Question

The colour of $ KMn{O_4} $ is due to
(A) M $ \to $ L charge transfer transition
(B) d-d transition
(C) L $ \to $ M charge transfer transition
(D) $ \sigma - {\sigma ^*} $ transition

Answer 1

Hint :The colour in most of the ionic compound is due to the presence of d orbital. As d orbital is not involved in bonding and also they are partially filled. The colour of the ion depends upon the complement of the colour absorbed.

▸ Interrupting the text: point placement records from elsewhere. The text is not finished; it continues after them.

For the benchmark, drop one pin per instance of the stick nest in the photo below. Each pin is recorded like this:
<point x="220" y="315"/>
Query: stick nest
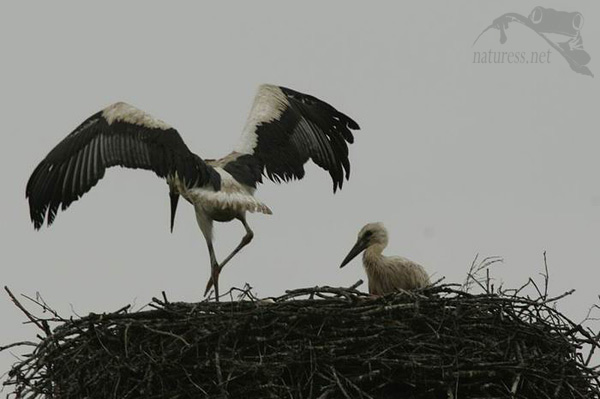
<point x="322" y="342"/>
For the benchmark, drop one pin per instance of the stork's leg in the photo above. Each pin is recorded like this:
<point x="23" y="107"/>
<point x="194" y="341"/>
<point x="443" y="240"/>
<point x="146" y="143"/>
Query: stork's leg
<point x="205" y="224"/>
<point x="245" y="241"/>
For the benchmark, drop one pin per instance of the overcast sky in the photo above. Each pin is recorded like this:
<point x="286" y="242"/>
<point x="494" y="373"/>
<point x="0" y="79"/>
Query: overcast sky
<point x="456" y="158"/>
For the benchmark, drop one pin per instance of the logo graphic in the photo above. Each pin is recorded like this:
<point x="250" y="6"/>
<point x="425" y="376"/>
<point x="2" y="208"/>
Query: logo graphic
<point x="561" y="29"/>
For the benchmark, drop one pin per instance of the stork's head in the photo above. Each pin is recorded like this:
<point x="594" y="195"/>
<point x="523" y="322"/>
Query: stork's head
<point x="370" y="234"/>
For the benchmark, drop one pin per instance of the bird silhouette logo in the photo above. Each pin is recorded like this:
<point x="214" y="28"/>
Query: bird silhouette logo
<point x="561" y="29"/>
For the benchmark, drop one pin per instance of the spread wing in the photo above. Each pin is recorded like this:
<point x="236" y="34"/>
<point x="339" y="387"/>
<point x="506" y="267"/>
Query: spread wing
<point x="287" y="128"/>
<point x="118" y="135"/>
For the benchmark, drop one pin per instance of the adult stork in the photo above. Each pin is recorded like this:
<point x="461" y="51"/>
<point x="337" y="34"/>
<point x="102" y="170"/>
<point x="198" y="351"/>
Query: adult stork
<point x="284" y="130"/>
<point x="386" y="273"/>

Complete Step By Step Answer:
This question belongs to the concept of d and f block elements. Most of the d and f block elements that are transition elements are coloured whether they are in solid or liquid state. As they have incompletely filled d orbitals. In order to understand why $ KMn{O_4} $ is coloured we will first get familiar with d-d transition.
So, when a transition metal compound is formed the d generated orbitals of the metal splits into two sets. One set has dxy, dyz and dxz orbitals which are known as $ {t_2}g $ orbitals and the other set is $ {d_{{x^2} - {y^2}}} $ and $ {d_{{z^2}}} $ orbitals which are known as eg orbital. These orbitals are slightly higher in energy level in the presence of the octahedral field. This phenomenon is called crystal field splitting. When white light falls on these compounds, some wavelength is absorbed by the electrons from one set of lower energy orbitals to another set of slightly higher energy within the same d-subshell. This is called d-d transition. Also, the remaining light is reflected back.
Now let us see the case of $ KMn{O_4} $ .
In the case of $ KMn{O_4} $ the $ Mn $ atom is responsible for the colour as it undergoes d-d transition. The $ Mn $ atom has $ + 7 $ oxidation state and the configuration is $ [Ar]3{d^0}4{s^0} $ thus we can see that no unpaired electrons are present. So we can conclude that the molecule should be colourless.
The colour of the $ KMn{O_4} $ is due to ligands to metal transfer not due to d-d transition as there are no unpaired electrons which can result in d-d transition.
The charge transfers from $ 2p(L) $ of oxygen to $ 3d(M) $ of $ Mn $ .
Hence we can conclude that it is due to L to M charge transfer.
So option C is the correct answer.

Note :
d-d transition has no role to play in the colour of $ KMn{O_4} $ compound. Manganese gets oxidised from $ + 7 $ to $ + 6 $ . Though $ KMn{O_4} $ is non-combustible it catalyses burning of other combustible compounds.